随着人类基因组计划的完成和分子遗传学的发展,基因的研究受到广泛重视,寻找与疾病相关的基因成为当前研究的热点。越来越多的研究证实,基因在缺血性脑卒中的发生发展过程中起着重要的调控作用,因此基因与缺血性脑卒中发病风险的关系也备受关注。
目前,脑卒中的诊断主要依靠临床检查和各种神经成像技术,尽管相比以往来说,医学技术已高度发达,但是尚无可靠的生物标志物可以对缺血性脑卒中进行风险预测和早期诊断。
发明内容
为了弥补现有技术的不足,本发明的目的在于提供与缺血性脑卒中相关的基因标记物,使用基因标记物来诊断疾病具有及时性、特异性和灵敏性,使患者在脑卒中早期就能知晓风险,针对风险高低,采取相应的预防和治疗措施。
为了实现上述目的,本发明采用如下技术方案:
本发明提供了一种METTL9基因及其表达产物在制备诊断缺血性脑卒中产品中的应用。
进一步,上面所述诊断产品包括:通过RT-PCR、实时定量PCR、免疫检测、原位杂交或芯片检测METTL9基因及其表达产物的表达水平以诊断缺血性脑卒中的产品。
进一步,所述用RT-PCR诊断缺血性脑卒中的产品至少包括一对特异扩增METTL9基因的引物;所述用实时定量PCR诊断缺血性脑卒中的产品至少包括一对特异扩增METTL9基因的引物;所述用免疫检测诊断缺血性脑卒中的产品包括:与METTL9蛋白特异性结合的抗体;所述用原位杂交诊断缺血性脑卒中的产品包括:与METTL9基因的核酸序列杂交的探针;所述用芯片诊断缺血性脑卒中的产品包括:蛋白芯片和基因芯片;其中,蛋白芯片包括与METTL9蛋白特异性结合的抗体,基因芯片包括与METTL9基因的核酸序列杂交的探针。
进一步,所述诊断产品包括芯片和/或试剂盒;其中所述芯片包括基因芯片、蛋白质芯片;所述试剂盒包括基因检测试剂盒和蛋白免疫检测试剂盒。所述基因检测试剂盒包括SYBR Green聚合酶链式反应体系、用于扩增METTL9基因和管家基因的引物对;所述SYBRGreen聚合酶链式反应体系包含:PCR缓冲液、dNTPs、SYBR Green荧光染料。
本发明提供了一种诊断缺血性脑卒中的产品,所述产品能够通过检测METTL9基因的表达水平来诊断缺血性脑卒中。

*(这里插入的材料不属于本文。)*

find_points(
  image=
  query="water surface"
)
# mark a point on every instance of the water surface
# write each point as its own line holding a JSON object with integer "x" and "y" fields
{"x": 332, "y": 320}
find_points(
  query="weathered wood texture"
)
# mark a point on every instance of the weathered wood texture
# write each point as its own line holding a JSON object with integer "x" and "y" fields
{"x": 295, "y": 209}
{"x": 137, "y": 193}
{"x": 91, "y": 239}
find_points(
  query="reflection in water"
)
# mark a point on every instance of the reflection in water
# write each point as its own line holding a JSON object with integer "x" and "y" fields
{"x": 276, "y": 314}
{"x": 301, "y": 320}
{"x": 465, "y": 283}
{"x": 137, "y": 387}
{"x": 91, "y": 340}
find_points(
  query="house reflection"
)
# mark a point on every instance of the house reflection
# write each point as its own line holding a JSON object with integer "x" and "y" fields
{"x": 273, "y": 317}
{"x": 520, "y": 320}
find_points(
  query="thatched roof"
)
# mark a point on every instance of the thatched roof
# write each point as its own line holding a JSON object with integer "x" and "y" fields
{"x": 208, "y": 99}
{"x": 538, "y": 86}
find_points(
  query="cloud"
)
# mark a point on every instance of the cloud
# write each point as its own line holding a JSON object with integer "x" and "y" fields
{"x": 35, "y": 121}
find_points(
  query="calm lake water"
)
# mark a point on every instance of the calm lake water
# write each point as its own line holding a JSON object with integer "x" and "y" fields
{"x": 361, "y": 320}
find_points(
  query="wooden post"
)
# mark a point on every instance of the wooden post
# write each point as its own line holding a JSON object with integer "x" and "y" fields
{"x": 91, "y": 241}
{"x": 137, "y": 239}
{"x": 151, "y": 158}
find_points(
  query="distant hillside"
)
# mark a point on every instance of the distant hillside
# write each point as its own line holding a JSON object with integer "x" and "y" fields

进一步,上面所述的产品包括芯片、或试剂盒。其中,所述芯片包括基因芯片、蛋白质芯片;所述基因芯片包括固相载体以及固定在固相载体上的寡核苷酸探针,所述寡核苷酸探针包括用于检测METTL9基因转录水平的针对METTL9基因的寡核苷酸探针;所述蛋白质芯片包括固相载体以及固定在固相载体上的METTL9蛋白的特异性抗体;所述试剂盒包括基因检测试剂盒和蛋白免疫检测试剂盒;所述基因检测试剂盒包括用于检测METTL9基因转录水平的试剂;所述蛋白免疫检测试剂盒包括METTL9蛋白的特异性抗体。其中,所述基因芯片可用于检测包括METTL9基因在内的多个基因(例如,与缺血性脑卒中相关的多个基因)的表达水平。所述蛋白质芯片可用于检测包括METTL9蛋白在内的多个蛋白质(例如与缺血性脑卒中相关的多个蛋白质)的表达水平。通过将多个与缺血性脑卒中的标志物同时检测,可大大提高缺血性脑卒中诊断的准确率。

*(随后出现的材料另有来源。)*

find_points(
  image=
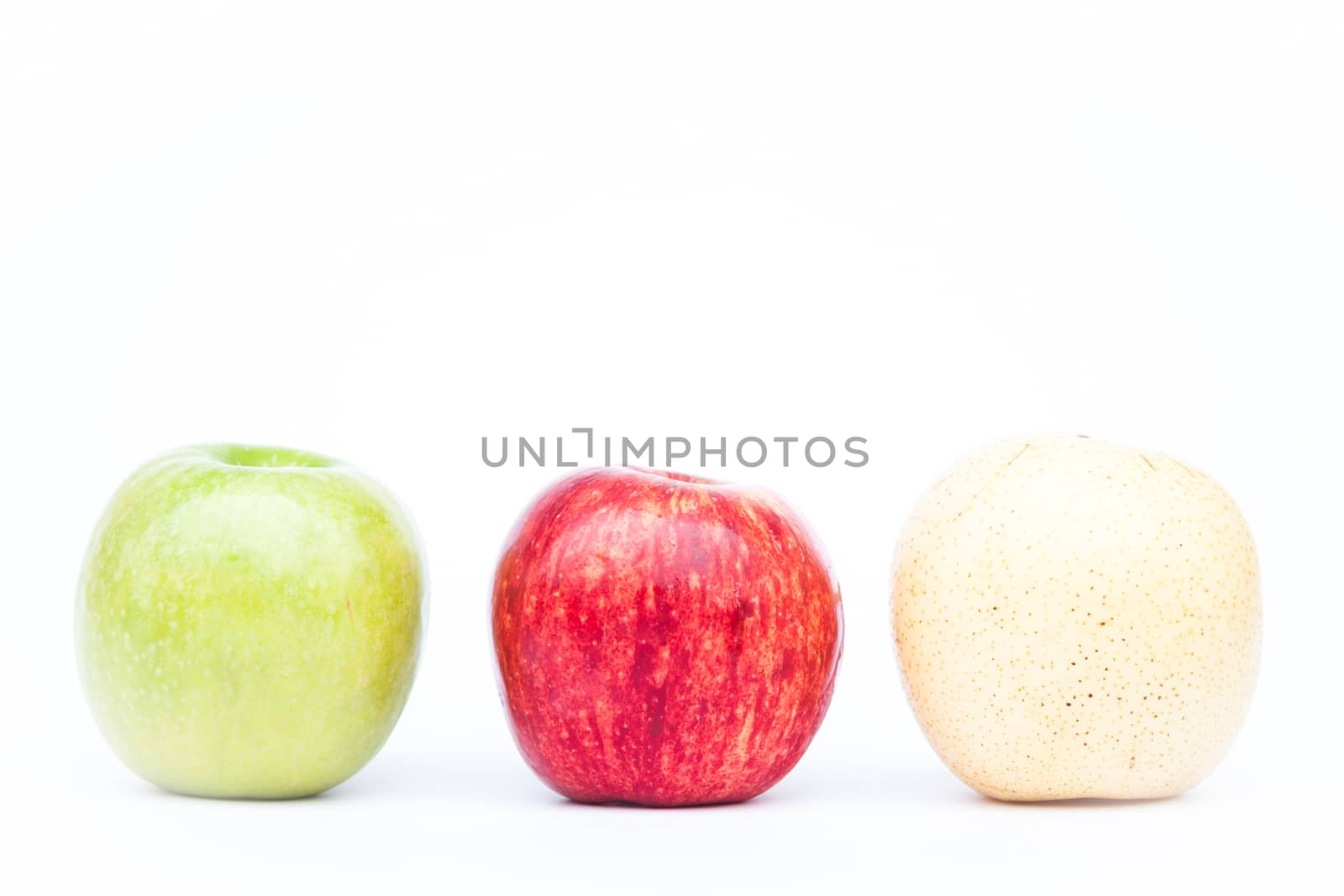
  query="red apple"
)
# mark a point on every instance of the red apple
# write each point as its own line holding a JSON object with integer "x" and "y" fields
{"x": 663, "y": 640}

进一步,上面所述试剂包括使用RT-PCR、实时定量PCR、免疫检测、原位杂交或芯片方法检测METTL9基因表达水平过程中所需的试剂。优选地,所述试剂包括针对METTL9基因的引物和/或探针。
进一步,所述基因检测试剂盒包含SYBR Green聚合酶链式反应体系、用于扩增METTL9基因和管家基因的引物对;所述SYBR Green聚合酶链式反应体系包含:PCR缓冲液、dNTPs、SYBR Green荧光染料。
进一步,所述扩增METTL9基因的引物对序列如下:正向引物序列为5’-GGAAGAACAAGTGAATAGTC-3’;反向引物序列为5’-ACACAGGTATGGTAGTCT-3’;所述管家基因为GAPDH,扩增GAPDH的引物序列对如下:正向引物序列为5’-CTCTGGTAAAGTGGATATTGT-3’;反向引物序列为5’-GGTGGAATCATATTGGAACA-3’。

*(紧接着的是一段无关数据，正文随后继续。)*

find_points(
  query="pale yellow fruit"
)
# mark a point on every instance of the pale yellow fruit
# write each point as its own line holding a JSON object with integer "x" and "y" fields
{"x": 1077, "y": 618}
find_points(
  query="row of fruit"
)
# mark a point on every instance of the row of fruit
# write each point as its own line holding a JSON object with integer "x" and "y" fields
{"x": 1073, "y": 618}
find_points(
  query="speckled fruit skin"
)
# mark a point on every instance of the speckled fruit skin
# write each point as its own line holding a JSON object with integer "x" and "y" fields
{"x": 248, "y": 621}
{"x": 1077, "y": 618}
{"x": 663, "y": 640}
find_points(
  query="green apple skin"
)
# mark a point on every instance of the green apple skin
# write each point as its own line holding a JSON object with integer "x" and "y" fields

所述基因检测试剂盒可用于检测包括METTL9基因在内的多个基因(例如,与缺血性脑卒中相关的多个基因)的表达水平。
本发明中与METTL9基因的核酸序列杂交的探针可以是DNA、RNA、DNA-RNA嵌合体、PNA或其它衍生物。所述探针的长度没有限制,只要完成特异性杂交、与目的核苷酸序列特异性结合,任何长度都可以。所述探针的长度可短至25、20、15、13或10个碱基长度。同样,所述探针的长度可长至60、80、100、150、300个碱基对或更长,甚至整个基因。由于不同的探针长度对杂交效率、信号特异性有不同的影响,所述探针的长度通常至少是14个碱基对,最长一般不超过30个碱基对,与目的核苷酸序列互补的长度以15-25个碱基对最佳。所述探针自身互补序列最好少于4个碱基对,以免影响杂交效率。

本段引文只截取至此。